If Sid is appalled, it’s serious
.

“No,” Sid said. “Malcolm? No.”

“Malcolm,” said Izzy. “That beautiful kid.”

“When?”

She laughed. “He says the place needs to be fixed up first, so.”

Sid got up. He pointed the kitten at Tony like a gun. “You need a lawyer. Someone French, who knows those laws, because they’re set up to fuck you every way they can. They will
betray you
!” The kitten curled its sleeping body around Sid’s hand. “Izzy, listen to me. Do you know a lawyer?”

Izzy shrugged her entire body infinitesimally, to illustrate the impossibility of this.

“Money,” said Sid, nodding. “I know a bloke looking for a car.” He turned to Tony. “All right, Knight Rider. You’re selling the Ford.”

“What Ford?” said Izzy.

Tony shook his head.

“You say it’s for Malcolm. For
Malcolm
,” said Sid, disgusted. “I say, sell
all
his Christmas presents.”

“That’s the only one,” said Tony.

Izzy rubbed her head and her hair bristled. He hated that haircut. “You bought him a car?”

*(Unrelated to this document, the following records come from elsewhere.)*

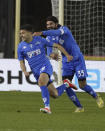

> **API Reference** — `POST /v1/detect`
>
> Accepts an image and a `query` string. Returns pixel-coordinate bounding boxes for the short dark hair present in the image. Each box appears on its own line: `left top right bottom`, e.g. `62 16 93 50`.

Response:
20 24 34 33
46 16 58 23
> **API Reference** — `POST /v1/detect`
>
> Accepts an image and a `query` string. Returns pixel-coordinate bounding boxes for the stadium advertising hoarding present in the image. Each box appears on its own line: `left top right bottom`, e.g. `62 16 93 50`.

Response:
0 59 105 92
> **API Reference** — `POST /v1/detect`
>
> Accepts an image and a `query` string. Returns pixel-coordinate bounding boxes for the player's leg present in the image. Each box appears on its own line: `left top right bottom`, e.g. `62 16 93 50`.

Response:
48 79 72 98
47 82 58 98
76 53 104 108
38 73 51 114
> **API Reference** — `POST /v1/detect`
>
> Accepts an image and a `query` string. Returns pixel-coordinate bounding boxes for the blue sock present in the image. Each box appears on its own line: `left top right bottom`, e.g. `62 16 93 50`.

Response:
66 88 82 108
40 86 50 107
56 84 67 96
81 85 97 98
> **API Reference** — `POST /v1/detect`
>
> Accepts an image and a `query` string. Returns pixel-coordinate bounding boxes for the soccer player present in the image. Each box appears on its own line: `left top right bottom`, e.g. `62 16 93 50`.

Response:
34 16 104 110
17 25 83 114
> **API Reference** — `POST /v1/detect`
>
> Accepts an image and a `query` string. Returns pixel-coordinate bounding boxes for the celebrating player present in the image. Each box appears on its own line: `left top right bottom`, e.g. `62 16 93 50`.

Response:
17 25 82 114
34 16 104 108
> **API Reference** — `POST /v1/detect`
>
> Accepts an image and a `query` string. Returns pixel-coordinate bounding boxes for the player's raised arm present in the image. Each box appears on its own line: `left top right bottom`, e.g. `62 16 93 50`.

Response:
20 60 29 77
33 27 67 36
53 43 73 62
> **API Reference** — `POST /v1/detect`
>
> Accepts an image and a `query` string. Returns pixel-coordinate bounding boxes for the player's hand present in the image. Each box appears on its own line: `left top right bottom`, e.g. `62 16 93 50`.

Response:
24 71 30 77
33 32 42 36
50 53 61 61
66 55 73 62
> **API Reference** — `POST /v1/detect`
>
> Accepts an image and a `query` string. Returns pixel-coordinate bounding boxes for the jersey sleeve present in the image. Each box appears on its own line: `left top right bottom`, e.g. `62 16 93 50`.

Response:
42 38 54 47
17 45 24 61
42 26 69 36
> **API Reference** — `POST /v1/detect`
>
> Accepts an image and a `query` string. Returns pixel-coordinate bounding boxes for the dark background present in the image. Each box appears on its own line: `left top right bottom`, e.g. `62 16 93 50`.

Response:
0 0 52 58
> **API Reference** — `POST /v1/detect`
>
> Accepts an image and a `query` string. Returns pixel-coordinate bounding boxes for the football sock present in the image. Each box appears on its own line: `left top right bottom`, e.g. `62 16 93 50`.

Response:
66 88 83 108
56 84 67 96
40 86 50 107
81 85 97 98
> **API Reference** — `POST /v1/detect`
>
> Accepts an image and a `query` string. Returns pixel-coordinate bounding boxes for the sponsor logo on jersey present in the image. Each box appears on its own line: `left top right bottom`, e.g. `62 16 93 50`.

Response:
27 49 41 58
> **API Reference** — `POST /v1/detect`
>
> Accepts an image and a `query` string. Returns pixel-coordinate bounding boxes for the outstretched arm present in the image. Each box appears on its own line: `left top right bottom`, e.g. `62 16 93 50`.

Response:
53 43 73 62
20 60 29 77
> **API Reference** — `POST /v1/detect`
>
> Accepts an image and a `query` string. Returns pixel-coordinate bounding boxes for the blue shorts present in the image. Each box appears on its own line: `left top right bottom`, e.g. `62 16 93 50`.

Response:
32 63 53 82
62 54 88 80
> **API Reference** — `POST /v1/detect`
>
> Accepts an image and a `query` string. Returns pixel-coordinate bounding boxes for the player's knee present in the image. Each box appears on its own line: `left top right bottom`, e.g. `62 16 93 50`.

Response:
78 79 87 88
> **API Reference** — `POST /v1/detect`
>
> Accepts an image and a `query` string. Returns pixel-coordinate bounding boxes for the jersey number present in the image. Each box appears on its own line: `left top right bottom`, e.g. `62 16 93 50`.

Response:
78 70 84 77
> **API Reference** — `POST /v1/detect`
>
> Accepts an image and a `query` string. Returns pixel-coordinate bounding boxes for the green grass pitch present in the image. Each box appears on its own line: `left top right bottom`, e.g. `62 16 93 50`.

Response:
0 92 105 131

“A crap car,” said Tony. “Twenty-five euro.” Actually it had been a hundred. The Italian had been desperate.

“Malcolm is in England,” said Sid; and Izzy repeated, in a wondering sorrowful voice, “Malcolm is in England?”

“What’s Malcolm doing in
England
?” Tony asked.

Sid sat back down on the sofa. “You didn’t know Malcolm was in England?”

“What’s he
doing
there?” said Tony.

“I don’t know. But he’s gone. Christmas with his mother? Said he was going, hasn’t been at the Commerce, and if Malcolm hasn’t been at the Commerce then he’s not in the country. I know someone looking for a car. This Englishman who married an American. The fool. How much do you want for it? They have a budget. It’s not much. Three hundred euro.”

“It’s not worth—”

“Sell it,” said Izzy. “If that’s their budget, that’s what it’s worth.”

Three hundred euro seemed simultaneously an enormous
sum of money and so little it wasn’t even worth thinking about.

“It’s Malcolm’s,” said Tony again.

“Who cares!”
Sid pulled a cell phone from his pocket, looked at the screen, and shook it.

“No reception,” said Izzy. “End of the driveway.”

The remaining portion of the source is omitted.